Lunch Link to heading
Enjoyable. Quick, as I had to buy cheese for tonight’s party.
I had a big discrepancy with Lucas Nussbaum’s opinion on how to deal with orphaned packages. Anyways, we talked about it offline and we seem to have agreed to some degree.
The point is that he said orphaned packages with low popcon score should be removed from the archive. Meanwhile, on IRC we had a discussion about accessibility packages, which of course have low popcon score as it’s pretty little chance Orca will only be used by blind people, but are crucial for those few and I think they have to be available even if they were full of bugs and anyone is caring about them (finding someone to do care is topic for another discussion). Those packages are as important for those people as the kernel for us. Even more perhaps.
Don Armstrong has a very funny and interesting way of presenting his projects. However, I’m thinking lately that there’s too much effort trying to enhance the way DDs deal with bugs. Effort that could perhaps be targeted somewhere else, such as actually dealing with those bugs.
Again, Madduck gave an excellent speech. This time about some sort of meta packaging tool, something that’ll help different distributions to interact with each other.

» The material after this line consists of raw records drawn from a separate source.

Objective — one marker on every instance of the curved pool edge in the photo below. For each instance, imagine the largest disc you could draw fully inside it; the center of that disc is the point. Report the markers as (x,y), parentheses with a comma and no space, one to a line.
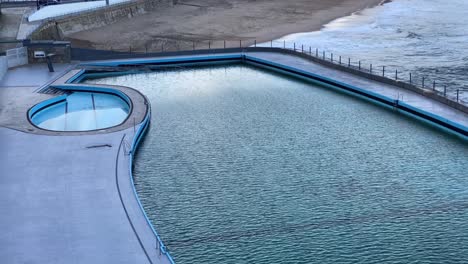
(138,136)
(43,105)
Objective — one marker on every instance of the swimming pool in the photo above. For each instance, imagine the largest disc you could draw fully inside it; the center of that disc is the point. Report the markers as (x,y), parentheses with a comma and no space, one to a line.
(81,111)
(243,165)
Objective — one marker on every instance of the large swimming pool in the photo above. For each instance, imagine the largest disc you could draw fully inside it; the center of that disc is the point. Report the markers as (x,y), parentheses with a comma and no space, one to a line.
(82,111)
(242,165)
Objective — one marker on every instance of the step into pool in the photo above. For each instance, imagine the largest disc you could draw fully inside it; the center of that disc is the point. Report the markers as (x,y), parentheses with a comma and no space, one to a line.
(82,111)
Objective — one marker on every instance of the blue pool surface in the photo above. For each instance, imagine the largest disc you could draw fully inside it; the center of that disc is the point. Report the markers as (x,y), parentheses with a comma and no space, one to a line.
(82,111)
(242,165)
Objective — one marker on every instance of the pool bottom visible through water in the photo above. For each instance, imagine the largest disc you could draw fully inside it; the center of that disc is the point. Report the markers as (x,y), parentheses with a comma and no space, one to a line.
(242,165)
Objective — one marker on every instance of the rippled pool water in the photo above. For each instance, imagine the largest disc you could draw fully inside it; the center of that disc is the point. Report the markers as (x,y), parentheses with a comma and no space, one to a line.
(245,166)
(426,37)
(82,111)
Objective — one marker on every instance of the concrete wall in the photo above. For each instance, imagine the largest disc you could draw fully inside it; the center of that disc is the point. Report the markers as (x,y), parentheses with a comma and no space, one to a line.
(3,66)
(60,49)
(57,28)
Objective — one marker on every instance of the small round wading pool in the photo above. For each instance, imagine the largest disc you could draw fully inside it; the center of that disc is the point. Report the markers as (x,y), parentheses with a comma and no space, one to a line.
(245,165)
(80,111)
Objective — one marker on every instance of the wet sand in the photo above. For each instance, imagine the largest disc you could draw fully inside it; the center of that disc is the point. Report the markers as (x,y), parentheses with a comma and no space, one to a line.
(197,22)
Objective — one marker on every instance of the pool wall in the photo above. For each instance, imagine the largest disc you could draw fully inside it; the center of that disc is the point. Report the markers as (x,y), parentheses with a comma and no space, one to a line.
(431,118)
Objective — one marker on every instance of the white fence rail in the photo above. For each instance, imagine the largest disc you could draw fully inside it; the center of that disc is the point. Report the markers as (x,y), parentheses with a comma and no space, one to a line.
(17,57)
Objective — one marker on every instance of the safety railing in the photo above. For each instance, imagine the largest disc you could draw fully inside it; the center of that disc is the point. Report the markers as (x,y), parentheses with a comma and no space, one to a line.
(415,81)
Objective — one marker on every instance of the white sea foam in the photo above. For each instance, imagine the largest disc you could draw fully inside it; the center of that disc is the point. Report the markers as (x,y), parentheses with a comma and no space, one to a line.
(426,37)
(65,9)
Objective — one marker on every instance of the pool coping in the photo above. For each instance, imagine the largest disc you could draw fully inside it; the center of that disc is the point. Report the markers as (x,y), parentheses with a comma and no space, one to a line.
(396,104)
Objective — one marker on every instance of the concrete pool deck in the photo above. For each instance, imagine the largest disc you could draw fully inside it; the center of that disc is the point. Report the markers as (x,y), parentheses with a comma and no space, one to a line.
(69,198)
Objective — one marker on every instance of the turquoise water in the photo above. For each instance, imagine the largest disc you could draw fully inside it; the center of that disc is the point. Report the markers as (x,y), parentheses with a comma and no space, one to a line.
(246,166)
(425,37)
(83,111)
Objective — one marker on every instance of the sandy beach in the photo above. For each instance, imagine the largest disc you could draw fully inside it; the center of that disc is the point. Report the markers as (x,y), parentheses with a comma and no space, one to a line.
(216,21)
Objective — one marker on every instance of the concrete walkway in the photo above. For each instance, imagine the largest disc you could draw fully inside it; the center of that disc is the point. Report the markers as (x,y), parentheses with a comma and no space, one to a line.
(68,197)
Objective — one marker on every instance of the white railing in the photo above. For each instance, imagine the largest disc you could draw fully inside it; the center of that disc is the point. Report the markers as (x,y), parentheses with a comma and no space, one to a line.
(17,57)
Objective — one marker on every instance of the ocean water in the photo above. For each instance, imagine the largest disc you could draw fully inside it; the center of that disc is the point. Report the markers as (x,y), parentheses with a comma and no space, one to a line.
(426,37)
(242,165)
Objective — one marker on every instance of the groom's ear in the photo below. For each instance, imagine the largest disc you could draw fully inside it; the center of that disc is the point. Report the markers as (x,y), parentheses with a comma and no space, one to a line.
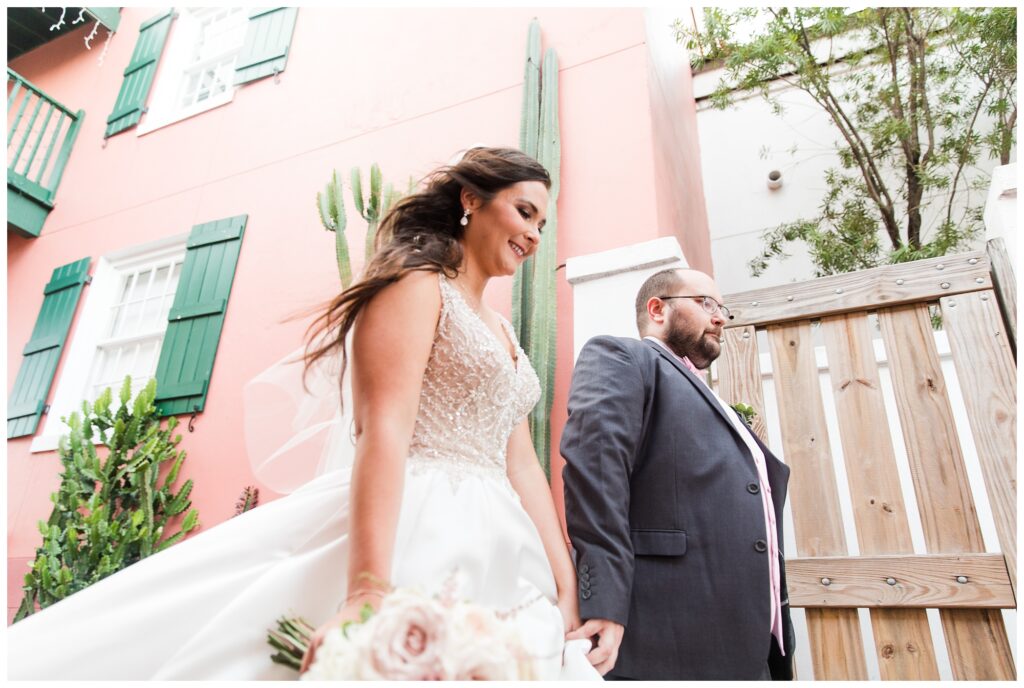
(655,310)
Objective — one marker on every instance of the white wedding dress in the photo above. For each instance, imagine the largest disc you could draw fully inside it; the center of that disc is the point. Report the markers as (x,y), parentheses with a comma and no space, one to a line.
(201,608)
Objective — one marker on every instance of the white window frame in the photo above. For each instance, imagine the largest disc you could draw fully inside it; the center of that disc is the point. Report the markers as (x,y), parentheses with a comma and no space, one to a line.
(92,329)
(163,108)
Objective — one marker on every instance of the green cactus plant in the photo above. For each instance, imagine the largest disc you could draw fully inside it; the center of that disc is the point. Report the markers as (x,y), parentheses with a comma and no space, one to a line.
(535,288)
(331,206)
(110,512)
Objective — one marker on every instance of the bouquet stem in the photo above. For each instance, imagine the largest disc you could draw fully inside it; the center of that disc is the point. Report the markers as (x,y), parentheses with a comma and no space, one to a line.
(291,639)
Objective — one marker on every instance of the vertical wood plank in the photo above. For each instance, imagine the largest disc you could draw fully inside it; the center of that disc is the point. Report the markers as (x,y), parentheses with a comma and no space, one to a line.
(902,637)
(739,375)
(1005,283)
(988,375)
(838,652)
(976,638)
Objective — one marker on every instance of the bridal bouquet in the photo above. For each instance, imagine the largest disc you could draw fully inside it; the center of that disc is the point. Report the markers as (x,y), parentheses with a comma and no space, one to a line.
(411,637)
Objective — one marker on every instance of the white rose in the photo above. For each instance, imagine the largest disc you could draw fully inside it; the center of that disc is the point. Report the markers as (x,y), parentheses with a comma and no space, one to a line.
(483,648)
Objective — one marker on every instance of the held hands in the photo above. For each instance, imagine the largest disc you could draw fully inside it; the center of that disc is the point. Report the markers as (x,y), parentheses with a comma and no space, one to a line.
(350,611)
(609,637)
(568,605)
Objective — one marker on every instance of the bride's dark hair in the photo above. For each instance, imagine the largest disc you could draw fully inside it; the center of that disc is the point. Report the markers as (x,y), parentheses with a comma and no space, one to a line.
(421,232)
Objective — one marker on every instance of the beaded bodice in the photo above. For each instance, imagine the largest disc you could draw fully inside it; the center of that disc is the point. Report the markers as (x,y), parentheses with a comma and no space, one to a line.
(473,393)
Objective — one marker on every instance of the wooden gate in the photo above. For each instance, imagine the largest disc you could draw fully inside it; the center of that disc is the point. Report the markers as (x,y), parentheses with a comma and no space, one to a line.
(897,585)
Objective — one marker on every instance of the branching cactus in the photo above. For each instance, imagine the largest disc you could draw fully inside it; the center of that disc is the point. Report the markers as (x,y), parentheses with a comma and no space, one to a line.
(535,289)
(110,511)
(331,206)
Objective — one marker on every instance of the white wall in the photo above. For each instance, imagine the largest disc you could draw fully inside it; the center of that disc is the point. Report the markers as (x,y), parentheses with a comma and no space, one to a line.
(1000,208)
(739,146)
(605,286)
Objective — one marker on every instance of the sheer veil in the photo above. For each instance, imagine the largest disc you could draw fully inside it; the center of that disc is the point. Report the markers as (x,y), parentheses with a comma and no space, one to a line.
(293,433)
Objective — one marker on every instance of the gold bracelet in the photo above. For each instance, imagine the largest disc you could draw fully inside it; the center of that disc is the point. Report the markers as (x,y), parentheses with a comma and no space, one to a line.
(358,594)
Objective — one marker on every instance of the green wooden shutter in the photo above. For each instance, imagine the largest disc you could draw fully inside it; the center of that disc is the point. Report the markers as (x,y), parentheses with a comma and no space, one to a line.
(42,353)
(267,39)
(198,315)
(139,73)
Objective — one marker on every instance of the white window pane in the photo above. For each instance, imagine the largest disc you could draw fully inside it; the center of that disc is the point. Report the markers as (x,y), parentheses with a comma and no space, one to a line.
(141,284)
(126,290)
(146,360)
(116,318)
(129,320)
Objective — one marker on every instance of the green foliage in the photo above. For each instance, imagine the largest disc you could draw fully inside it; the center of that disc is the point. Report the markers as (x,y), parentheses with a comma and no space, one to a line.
(331,206)
(290,640)
(110,511)
(745,411)
(905,88)
(247,501)
(534,289)
(376,205)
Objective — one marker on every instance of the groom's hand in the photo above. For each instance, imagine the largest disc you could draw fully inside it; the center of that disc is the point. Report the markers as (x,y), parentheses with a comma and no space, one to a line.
(609,637)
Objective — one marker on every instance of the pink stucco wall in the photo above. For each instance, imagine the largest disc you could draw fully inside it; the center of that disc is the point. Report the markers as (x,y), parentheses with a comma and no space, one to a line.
(401,87)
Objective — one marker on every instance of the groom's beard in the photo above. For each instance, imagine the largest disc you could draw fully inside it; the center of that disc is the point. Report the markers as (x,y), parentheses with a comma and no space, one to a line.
(700,347)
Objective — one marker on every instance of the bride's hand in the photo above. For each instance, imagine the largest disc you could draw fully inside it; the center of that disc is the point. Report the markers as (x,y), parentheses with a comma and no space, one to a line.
(350,611)
(569,606)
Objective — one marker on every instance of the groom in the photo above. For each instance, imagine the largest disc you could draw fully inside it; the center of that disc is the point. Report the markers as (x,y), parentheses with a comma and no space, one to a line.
(674,506)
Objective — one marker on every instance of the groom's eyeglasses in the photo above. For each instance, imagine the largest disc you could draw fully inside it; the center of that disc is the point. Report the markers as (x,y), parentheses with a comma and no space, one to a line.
(710,305)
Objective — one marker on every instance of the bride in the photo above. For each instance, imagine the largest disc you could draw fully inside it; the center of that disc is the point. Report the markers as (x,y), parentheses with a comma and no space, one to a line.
(444,484)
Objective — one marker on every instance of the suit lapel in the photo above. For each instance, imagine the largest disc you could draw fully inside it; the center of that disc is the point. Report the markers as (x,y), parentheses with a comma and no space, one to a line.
(702,388)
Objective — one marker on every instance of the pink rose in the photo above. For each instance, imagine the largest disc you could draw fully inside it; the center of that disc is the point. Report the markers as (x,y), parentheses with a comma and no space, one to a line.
(406,639)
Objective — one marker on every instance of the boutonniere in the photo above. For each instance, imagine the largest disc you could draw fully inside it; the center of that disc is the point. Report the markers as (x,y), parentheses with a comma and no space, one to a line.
(745,412)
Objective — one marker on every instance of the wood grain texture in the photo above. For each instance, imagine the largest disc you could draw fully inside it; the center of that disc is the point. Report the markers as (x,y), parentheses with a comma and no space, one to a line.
(1005,284)
(835,634)
(739,375)
(905,650)
(944,501)
(987,376)
(919,582)
(887,286)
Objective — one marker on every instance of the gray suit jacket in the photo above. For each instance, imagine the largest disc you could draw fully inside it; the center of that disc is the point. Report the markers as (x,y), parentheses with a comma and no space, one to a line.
(665,514)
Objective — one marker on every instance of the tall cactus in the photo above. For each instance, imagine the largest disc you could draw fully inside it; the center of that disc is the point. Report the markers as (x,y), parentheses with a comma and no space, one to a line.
(331,207)
(378,203)
(535,289)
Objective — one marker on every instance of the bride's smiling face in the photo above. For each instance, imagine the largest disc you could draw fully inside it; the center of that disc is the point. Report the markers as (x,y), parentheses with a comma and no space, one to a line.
(503,232)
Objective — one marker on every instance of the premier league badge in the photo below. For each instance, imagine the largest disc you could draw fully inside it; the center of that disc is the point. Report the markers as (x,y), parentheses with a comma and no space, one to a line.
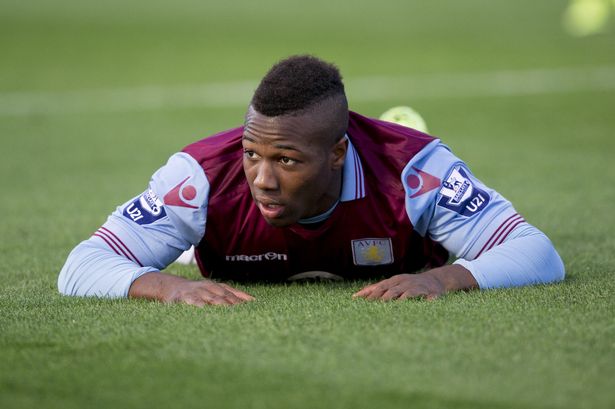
(460,195)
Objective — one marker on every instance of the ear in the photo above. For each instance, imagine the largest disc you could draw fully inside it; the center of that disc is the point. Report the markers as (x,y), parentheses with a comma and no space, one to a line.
(338,154)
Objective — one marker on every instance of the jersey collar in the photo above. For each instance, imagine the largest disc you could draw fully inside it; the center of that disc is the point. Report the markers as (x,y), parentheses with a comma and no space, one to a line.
(353,180)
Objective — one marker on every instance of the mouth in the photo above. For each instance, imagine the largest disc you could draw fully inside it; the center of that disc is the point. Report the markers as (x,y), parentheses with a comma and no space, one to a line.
(270,209)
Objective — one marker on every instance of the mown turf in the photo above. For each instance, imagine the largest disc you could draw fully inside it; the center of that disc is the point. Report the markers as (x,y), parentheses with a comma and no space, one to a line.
(301,345)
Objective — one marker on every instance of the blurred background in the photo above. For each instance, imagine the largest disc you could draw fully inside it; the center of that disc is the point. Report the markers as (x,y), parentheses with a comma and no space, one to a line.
(94,96)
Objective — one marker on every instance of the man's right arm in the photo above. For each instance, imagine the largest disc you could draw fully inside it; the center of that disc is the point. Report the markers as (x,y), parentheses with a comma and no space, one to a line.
(125,256)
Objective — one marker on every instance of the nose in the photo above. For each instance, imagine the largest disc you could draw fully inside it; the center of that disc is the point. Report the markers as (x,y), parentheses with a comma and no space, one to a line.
(265,176)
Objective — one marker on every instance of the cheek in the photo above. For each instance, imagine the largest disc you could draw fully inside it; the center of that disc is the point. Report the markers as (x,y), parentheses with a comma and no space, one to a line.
(248,171)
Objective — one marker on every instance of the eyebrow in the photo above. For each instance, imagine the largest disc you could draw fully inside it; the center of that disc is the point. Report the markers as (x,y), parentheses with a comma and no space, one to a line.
(278,146)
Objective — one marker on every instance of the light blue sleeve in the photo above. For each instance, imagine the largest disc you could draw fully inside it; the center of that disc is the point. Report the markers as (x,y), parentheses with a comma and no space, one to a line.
(143,235)
(447,203)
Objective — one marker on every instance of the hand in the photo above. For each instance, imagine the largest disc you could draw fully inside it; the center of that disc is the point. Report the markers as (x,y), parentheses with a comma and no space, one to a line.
(204,292)
(169,288)
(430,284)
(403,286)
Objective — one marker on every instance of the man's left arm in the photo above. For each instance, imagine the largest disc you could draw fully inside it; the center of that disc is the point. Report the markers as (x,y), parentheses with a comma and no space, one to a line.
(495,245)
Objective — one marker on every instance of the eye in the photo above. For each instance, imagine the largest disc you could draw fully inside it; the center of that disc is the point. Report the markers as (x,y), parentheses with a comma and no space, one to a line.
(285,160)
(249,154)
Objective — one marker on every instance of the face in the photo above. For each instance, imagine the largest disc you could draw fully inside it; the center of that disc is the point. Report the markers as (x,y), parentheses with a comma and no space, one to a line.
(292,164)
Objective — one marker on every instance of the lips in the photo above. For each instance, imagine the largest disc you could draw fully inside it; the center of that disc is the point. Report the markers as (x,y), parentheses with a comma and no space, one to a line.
(270,209)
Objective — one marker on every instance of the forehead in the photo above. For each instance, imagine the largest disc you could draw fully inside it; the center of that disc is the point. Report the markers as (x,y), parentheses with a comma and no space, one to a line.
(300,131)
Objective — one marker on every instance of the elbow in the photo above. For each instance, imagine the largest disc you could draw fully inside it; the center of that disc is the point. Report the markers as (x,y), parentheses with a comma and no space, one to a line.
(64,287)
(553,269)
(69,275)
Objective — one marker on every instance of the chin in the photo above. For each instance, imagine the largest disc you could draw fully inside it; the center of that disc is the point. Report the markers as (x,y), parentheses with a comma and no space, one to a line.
(279,222)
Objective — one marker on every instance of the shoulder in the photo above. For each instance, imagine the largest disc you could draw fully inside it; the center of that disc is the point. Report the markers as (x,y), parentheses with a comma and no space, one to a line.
(220,158)
(216,147)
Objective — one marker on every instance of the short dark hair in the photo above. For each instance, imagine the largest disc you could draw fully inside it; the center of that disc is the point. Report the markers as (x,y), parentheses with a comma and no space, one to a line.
(296,83)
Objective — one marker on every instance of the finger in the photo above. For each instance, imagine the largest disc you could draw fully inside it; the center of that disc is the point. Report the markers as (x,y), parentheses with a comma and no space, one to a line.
(238,293)
(392,294)
(214,293)
(365,291)
(193,300)
(377,292)
(414,293)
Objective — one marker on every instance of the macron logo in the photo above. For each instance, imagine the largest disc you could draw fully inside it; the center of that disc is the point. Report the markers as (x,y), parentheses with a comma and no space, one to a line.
(178,195)
(270,256)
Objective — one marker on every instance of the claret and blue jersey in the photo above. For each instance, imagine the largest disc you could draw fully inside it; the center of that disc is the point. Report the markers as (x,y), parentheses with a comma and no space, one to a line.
(406,202)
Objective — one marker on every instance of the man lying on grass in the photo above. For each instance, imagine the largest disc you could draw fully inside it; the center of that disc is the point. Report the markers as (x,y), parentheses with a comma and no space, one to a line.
(307,185)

What I couldn’t shake off my mind is that such interaction must be given by upstream. And if upstream refuses to implement something all major distros are including by themselves, the problem shouldn’t be solved by such a tool but by making upstream come to their senses or understanding their reasons and maybe even forking.
My point is, I love interaction. I love sharing. I love working together. But I don’t think interaction between distros, dodging upstream is good in any way.
The typical infrastructure presentation, with lots of networked devices in most of the slides. And, as in everyone of those presentations, the speaker was very funny.
With little participation from us listeners, Don tried to enhance the way maintainers deal with packages that have way too many, or really old, bugs. He’s been working on Debian BTS’ frontend, and although it looked kind of a work in progress, it looked useful.
Dinner Link to heading
Arrived late. There were no chairs left, anywhere.
Just bought my little contribution to this event, some cheese made of sheep milk. But, there won’t be updates about this today. No drinking and blogging is a strong policy I respect quite a lot.